The most effort in the winter is spent on keeping the Trans-Canada Highway open to east-west traffic. Mother Nature has other ideas about that, though.

WARNING: Road tripping through the Canadian Rockies in winter behind the wheel of anything less competent than a Jeep Grand Cherokee could be hazardous to your health. And given the freakish nature of mountain weather, it could also get you into some big trouble.

For the uninitiated, a winter excursion through this region can turn from a leisurely scenic cruise to blizzarding nightmare in mere minutes. Snow accumulates faster than the national debt and visibility becomes a myopic tunnel that messes with your depth perception as the highway blurs before your eyes. No less than your undivided concentration and complete confidence in your vehicle is required.

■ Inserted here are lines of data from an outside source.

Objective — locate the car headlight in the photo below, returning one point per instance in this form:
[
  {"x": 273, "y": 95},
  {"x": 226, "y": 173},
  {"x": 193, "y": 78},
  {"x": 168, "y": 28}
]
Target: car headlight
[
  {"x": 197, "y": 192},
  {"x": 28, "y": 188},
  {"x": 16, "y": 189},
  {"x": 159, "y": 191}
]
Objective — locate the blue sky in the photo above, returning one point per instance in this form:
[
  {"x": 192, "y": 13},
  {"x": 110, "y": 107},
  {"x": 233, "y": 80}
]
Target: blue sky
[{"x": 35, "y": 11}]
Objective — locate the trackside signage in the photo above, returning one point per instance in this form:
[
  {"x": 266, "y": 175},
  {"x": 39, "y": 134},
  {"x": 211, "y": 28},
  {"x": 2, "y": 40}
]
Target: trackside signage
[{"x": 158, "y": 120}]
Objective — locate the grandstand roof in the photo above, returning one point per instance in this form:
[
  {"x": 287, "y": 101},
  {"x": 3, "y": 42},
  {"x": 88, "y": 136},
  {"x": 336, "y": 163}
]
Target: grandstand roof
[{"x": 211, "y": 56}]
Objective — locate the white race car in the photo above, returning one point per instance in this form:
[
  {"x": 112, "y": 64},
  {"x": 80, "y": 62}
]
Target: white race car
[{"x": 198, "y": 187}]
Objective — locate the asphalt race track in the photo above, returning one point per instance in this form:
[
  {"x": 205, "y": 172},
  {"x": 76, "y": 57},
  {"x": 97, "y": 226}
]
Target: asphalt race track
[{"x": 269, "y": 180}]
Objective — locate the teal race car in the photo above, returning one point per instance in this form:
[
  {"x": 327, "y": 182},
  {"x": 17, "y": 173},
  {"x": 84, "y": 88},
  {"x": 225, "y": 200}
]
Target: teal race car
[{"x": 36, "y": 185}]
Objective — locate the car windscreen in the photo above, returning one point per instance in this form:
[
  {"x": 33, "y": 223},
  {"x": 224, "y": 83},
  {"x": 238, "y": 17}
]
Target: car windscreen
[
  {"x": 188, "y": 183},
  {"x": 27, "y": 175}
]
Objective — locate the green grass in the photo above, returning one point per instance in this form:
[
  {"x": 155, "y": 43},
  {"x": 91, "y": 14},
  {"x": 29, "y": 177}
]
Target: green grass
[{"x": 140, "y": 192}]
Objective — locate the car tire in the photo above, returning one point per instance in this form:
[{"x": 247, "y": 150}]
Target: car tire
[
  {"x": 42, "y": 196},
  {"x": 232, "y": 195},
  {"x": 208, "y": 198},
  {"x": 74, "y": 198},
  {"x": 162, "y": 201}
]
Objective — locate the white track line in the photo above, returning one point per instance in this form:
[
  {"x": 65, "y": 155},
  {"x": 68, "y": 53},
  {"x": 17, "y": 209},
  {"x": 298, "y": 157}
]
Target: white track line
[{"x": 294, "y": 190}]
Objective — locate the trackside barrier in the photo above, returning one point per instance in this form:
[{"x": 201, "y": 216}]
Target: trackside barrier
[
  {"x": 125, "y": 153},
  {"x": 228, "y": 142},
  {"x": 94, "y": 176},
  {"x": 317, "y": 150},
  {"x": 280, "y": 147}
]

Police check-points strategically located along the Trans-Canada Highway, the main artery between the west coast of British Columbia and the Alberta foothills, ensure that, without the proper vehicle and/or ice and snow treads underfoot, you’ll likely be turned back from whence you came. In these situations, piloting a Grand Cherokee is like carrying an immunity card that gets you waved through from a member of the RCMP.

To examine the full measure of the GC requires driving it in the kind of difficult terrain for which it was intended and that includes snow and lots of it. For that you head to the hills.

But Mother Nature isn’t always willing to cooperate, as evidenced by a recent east-to-west pass along the Trans-Canada. She was playing a practical joke by withholding the white, fluffy stuff, leaving all but the highest mountain sections in a bare and bone-dry state. However, the benign conditions provided plenty of opportunity to examine the GC’s gentile side. The base-model Laredo loaner came with dual-zone climate control, heated outside mirrors and a nothing-fancy six-speaker audio system. There were a few select extras on board including a navigation system, power driver’s seat and a satellite radio that worked flawlessly except when travelling beneath the half-dozen or so protective concrete avalanche “sheds” located along the route.

Also along for the ride was the Loredo’s standard 290-horsepower 3.6-litre V6 that operates with a five-speed automatic transmission plus Jeep’s single-range four-wheel-drive system. This version (a dual-range unit comes on up-level GC’s) is priced at close to $40,000, including destination charges.

Unless some heavy-duty trailer towing or extra quick sprints to 100 km/h (and beyond) are necessary, the V6 works just fine. At 13.0 l/100 km in the city and 8.8 on the highway, it achieves better fuel economy than the previous 210-horsepower V6, and it’s way smoother and quieter while also a livelier performer. The V6 is obviously no match for the available 360-horsepower “Hemi” V8 or the outlandish 470-horsepower SRT8 in straight-line sprints, but out in the real world the extra dollars needed to acquire either model might not be worth it.

Ma Nature served up her favourite raw fury dish on the return west-to-east leg, especially while approaching the highway’s snow-bound Rogers Pass summit. Around here, the only vehicles still moving were convoys of chained-up transport trucks and one lone ice- and grit-encrusted Grand Cherokee. Over the long, upward climb in blanket-thick snow, the GC seemed in its element, scooting past the big rigs without breaking a sweat or transmitting so much as a hint of traction loss, turning what could have been a white-knuckle, high-drama drive into an enjoyable day on the road.